- Flag Coat of arms
- Location of Angarsky District in Irkutsk Oblast
- Coordinates: 52°34′N 103°49′E﻿ / ﻿52.567°N 103.817°E
- Country: Russia
- Federal subject: Irkutsk Oblast
- Established: 1997
- Administrative center: Angarsk

Area
- • Total: 1,150 km^{2} (440 sq mi)

Population (2010 Census)
- • Total: 12,010
- • Density: 10.4/km^{2} (27.0/sq mi)
- • Urban: 73.5%
- • Rural: 26.5%

Administrative structure
- • Inhabited localities: 1 cities/towns, 13 rural localities

Municipal structure
- • Municipally incorporated as: Angarskoye Urban Okrug
- Time zone: UTC+8 (MSK+5 )
- OKTMO ID: 25703000
- Website: http://www.angarsk-adm.ru

= Angarsky District =

Angarsky District (Ангарский райо́н) is an administrative district (raion), one of the thirty-three in Irkutsk Oblast, Russia. As a municipal division, it is incorporated as Angarskoye Urban Okrug. It is located in the southwest of the oblast. The area of the district is 1150 km2. Its administrative center is the city of Angarsk. Population: 11,574 (2002 Census).

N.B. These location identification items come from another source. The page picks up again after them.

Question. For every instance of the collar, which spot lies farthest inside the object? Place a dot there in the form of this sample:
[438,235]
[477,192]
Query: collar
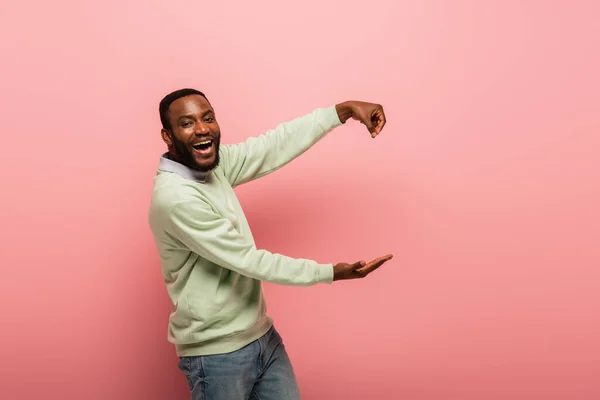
[168,165]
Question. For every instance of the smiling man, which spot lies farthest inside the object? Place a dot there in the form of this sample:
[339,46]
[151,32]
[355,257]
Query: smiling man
[227,345]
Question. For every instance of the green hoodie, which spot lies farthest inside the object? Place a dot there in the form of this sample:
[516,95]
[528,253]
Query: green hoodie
[210,263]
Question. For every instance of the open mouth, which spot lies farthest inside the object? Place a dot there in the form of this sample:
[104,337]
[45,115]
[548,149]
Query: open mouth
[204,146]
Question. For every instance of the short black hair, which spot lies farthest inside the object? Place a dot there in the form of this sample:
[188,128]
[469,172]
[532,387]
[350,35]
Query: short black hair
[165,103]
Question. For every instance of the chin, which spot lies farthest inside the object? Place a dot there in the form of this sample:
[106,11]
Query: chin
[207,165]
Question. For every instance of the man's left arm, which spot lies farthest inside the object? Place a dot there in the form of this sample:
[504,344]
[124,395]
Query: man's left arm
[261,155]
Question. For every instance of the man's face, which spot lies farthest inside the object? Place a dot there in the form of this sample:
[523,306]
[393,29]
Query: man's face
[194,137]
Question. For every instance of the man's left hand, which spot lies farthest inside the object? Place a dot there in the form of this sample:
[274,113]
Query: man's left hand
[369,114]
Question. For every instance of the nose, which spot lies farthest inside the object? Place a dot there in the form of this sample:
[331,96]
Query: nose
[201,129]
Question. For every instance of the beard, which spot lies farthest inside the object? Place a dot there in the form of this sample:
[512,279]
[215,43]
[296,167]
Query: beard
[185,155]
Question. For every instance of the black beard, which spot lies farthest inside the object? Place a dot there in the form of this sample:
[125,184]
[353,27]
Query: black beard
[185,157]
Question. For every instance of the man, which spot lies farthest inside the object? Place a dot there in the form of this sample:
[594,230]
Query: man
[227,344]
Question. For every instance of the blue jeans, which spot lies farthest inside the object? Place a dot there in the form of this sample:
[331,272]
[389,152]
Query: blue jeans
[259,371]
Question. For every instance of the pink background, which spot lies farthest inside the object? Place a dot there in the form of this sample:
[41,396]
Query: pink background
[485,185]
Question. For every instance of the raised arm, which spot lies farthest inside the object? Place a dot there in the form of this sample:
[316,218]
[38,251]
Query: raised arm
[261,155]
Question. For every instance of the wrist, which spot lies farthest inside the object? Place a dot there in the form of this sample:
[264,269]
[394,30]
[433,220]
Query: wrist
[344,111]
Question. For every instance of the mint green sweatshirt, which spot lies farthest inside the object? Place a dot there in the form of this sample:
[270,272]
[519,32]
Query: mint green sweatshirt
[210,263]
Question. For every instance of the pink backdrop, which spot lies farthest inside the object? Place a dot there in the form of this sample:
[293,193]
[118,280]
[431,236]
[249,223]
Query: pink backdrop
[485,186]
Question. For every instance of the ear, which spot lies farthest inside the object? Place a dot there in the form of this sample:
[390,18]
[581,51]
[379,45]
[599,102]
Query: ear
[166,135]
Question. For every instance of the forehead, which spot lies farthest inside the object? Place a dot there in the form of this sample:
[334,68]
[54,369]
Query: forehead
[193,105]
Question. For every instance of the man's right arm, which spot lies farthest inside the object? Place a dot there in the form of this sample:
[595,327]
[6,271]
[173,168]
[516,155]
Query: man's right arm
[213,237]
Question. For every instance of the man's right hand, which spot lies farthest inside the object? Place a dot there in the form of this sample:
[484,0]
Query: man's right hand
[359,269]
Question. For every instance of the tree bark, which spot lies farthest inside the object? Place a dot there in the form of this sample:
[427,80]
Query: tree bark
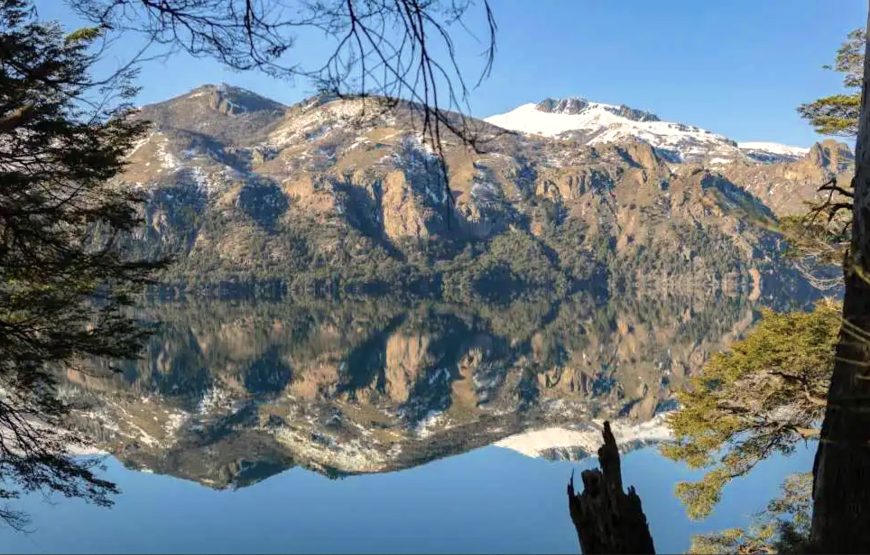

==Administrative and municipal status==
Within the framework of administrative divisions, Angarsky District is one of the thirty-three in the oblast. The city of Angarsk serves as its administrative center.

As a municipal division, the district has been incorporated as Angarskoye Urban Okrug since January 1, 2015. Prior to that date, the district was incorporated as Angarsky Municipal District, which was subdivided into two urban settlements and two rural settlements.